Dass man die in China erwirtschafteten Gewinne nicht so einfach aus dem Land schaffen kann, erscheint bei dem boomenden Markt durchaus verschmerzbar. Bei den im Automotive-Bereich benötigten Chips, die keine Hardware-Rekorde brechen, sondern mit der zugehörigen Software sicher arbeiten müssen, ist auch die deutsche Automobilindustrie stark von China abhängig.

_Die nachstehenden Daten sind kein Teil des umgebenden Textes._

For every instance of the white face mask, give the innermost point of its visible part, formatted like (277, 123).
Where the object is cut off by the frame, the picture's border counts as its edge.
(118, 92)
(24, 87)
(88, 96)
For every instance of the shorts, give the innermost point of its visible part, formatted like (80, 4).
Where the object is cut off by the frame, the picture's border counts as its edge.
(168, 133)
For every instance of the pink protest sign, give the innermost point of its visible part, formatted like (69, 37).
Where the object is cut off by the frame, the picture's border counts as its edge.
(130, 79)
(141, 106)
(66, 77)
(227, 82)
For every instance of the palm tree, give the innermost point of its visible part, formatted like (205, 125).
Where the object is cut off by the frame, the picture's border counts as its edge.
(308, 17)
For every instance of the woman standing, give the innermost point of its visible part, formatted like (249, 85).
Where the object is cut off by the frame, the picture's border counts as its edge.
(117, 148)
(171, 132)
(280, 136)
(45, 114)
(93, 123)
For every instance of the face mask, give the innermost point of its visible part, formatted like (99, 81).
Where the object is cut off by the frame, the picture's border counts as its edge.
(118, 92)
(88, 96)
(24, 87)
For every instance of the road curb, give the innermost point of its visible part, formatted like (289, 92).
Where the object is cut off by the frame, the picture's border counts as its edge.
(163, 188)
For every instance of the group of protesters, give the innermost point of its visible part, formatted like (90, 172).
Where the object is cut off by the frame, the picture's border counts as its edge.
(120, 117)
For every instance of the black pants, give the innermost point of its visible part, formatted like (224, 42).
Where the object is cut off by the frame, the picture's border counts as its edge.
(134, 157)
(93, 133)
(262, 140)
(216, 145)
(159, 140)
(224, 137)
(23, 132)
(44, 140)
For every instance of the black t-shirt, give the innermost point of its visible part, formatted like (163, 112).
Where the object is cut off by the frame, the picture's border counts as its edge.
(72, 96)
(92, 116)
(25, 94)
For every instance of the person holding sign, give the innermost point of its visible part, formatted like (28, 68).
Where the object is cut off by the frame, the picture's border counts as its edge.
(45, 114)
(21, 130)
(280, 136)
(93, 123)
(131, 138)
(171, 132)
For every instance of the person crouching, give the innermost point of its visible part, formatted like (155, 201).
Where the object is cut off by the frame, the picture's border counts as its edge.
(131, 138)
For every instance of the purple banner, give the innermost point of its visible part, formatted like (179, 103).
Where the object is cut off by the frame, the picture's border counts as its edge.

Daran ändern auch die mit massiven staatlichen Subventionen geförderten neuen Chip-Fabriken in Dresden und Leipzig nichts.

Vorzeichen

Die Entwicklung im chinesischen Autobau war in ihrer aktuellen Entwicklung durchaus absehbar und folgt der Geschichte, welche sich bei den Schienenfahrzeugen in den letzten Jahren schon gezeigt hat.

Zuerst wurden fertige Züge beispielsweise bei Siemens eingekauft, dann wurden sie in verschiedenen Joint Ventures in China gebaut. Nachdem die jeweiligen chinesischen Partner genug gelernt hatten, wurden sie zu einem marktbeherrschenden Konzern unter staatlicher Führung fusioniert.

Inzwischen darf Siemens Mobility einstweilen noch Komponenten liefern, ist bei der Entwicklung und Produktion der Hochgeschwindigkeitszüge jedoch außen vor.

Die Leistungen der chinesischen Eisenbahnindustrie durfte kürzlich auch die deutsche Außenministerin bewundern, welche die Volksrepublik China ja gerne wirtschaftlich einhegen würde. In China gilt das gute Vorbild mehr als alle Argumente.